20 Tem um sorriso nos lábios e a paciência no olhar, brunindo o piso em silêncio, para que o ar se purificasse na sublime residência da Lei.
21 Pedro, agora a sós com o Messias, ainda impressionado com as lições recebidas, ousou interrogar:
— Senhor, foi então a viúva pobre a maior doadora no Templo de nosso Pai?
— Realmente, — elucidou Jesus, em tom fraterno, — a viúva deu muitíssimo, porque, enquanto os grandes senhores aqui testemunharam a própria vaidade, com inteligência, desfazendo-se de bens que só lhes constituíam embaraço à tranquilidade futura, ela entregou ao Todo-Poderoso aquilo que significava alimento para o próprio corpo…

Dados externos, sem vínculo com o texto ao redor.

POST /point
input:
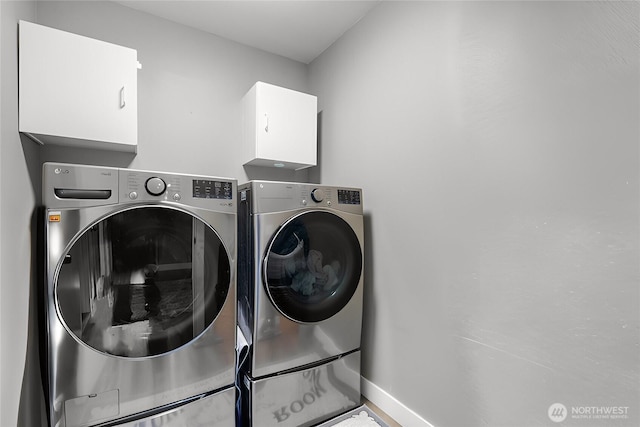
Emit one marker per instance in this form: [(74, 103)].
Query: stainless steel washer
[(299, 301), (140, 296)]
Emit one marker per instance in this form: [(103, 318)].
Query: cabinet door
[(75, 90), (284, 128)]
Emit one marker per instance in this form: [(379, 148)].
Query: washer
[(140, 296), (299, 301)]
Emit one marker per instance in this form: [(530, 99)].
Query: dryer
[(299, 301), (140, 296)]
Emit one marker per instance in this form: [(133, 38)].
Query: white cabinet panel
[(280, 127), (74, 90)]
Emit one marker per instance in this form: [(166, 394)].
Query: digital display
[(206, 189), (349, 197)]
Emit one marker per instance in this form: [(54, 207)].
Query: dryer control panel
[(271, 196)]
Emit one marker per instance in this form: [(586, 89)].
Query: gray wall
[(189, 93), (497, 145)]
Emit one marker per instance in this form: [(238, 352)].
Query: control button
[(317, 195), (155, 186)]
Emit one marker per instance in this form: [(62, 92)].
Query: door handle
[(123, 101)]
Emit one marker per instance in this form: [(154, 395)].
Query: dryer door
[(312, 266), (142, 282)]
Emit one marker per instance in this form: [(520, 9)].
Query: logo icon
[(557, 412)]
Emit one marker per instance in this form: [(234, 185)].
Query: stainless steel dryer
[(300, 301), (140, 297)]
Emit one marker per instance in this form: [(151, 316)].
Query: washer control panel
[(206, 192)]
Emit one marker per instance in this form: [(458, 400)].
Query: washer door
[(142, 282), (312, 267)]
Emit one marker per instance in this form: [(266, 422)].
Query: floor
[(386, 418)]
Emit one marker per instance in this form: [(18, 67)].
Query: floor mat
[(362, 416)]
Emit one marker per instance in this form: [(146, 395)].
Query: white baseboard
[(391, 406)]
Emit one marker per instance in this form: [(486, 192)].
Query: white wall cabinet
[(280, 127), (78, 91)]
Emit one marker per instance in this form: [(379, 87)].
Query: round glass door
[(312, 266), (143, 282)]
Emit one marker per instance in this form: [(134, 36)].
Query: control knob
[(317, 194), (155, 186)]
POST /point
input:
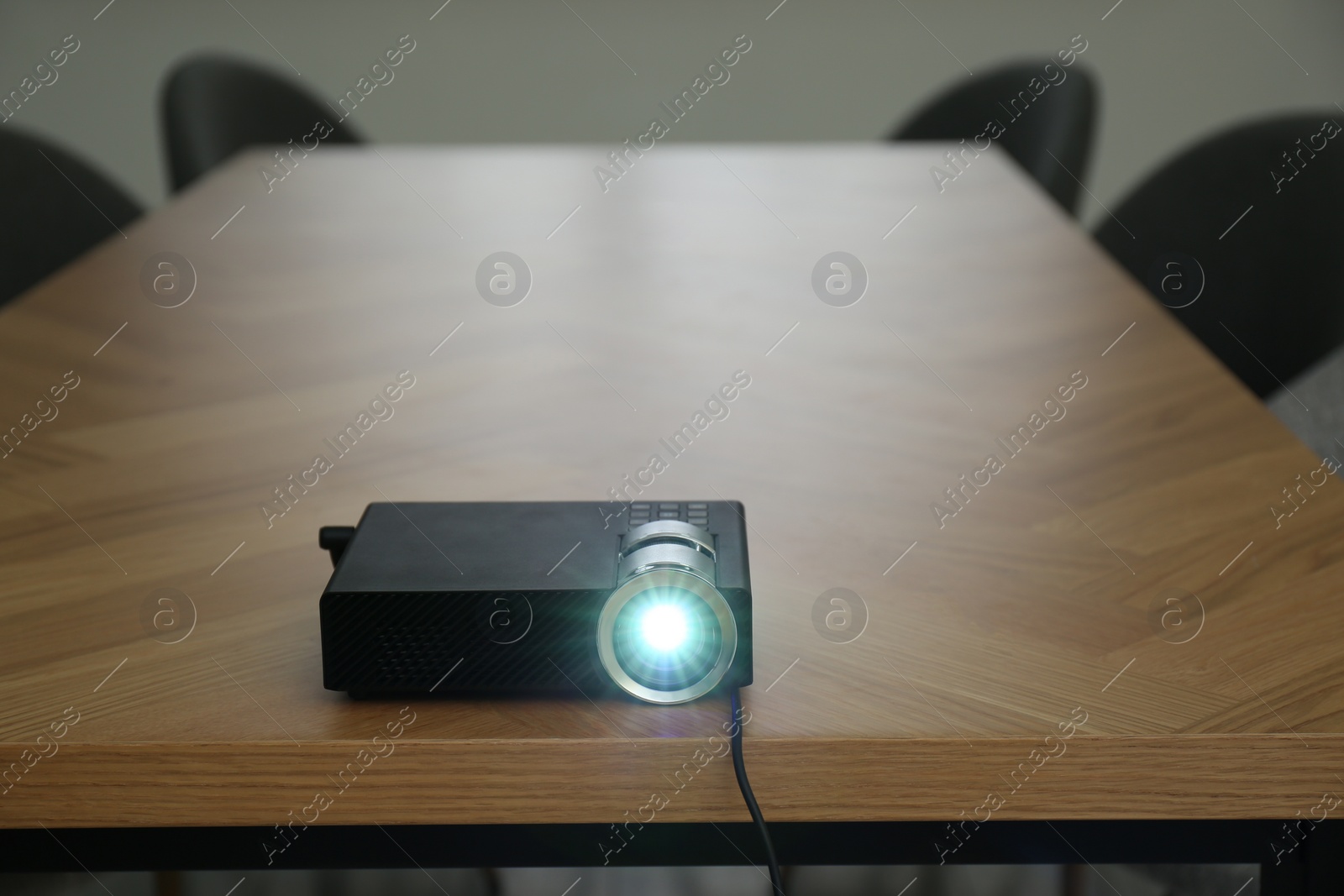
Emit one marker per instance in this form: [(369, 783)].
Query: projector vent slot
[(461, 641)]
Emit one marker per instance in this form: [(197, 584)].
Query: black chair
[(213, 107), (1057, 120), (1242, 238), (53, 208)]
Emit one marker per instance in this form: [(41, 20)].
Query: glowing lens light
[(664, 627)]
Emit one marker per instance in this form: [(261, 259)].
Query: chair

22 Em seguida a leve pausa, apontou com o indicador a serva anônima que se incumbia da limpeza sacrificial e concluiu:
— A maior benfeitora para Deus, aqui, no entanto, ainda não é a viúva humilde que se desfez do pão de um momento… É aquela mulher dobrada de trabalho, frágil e macilenta, que está fornecendo à grandeza do Templo o seu próprio suor.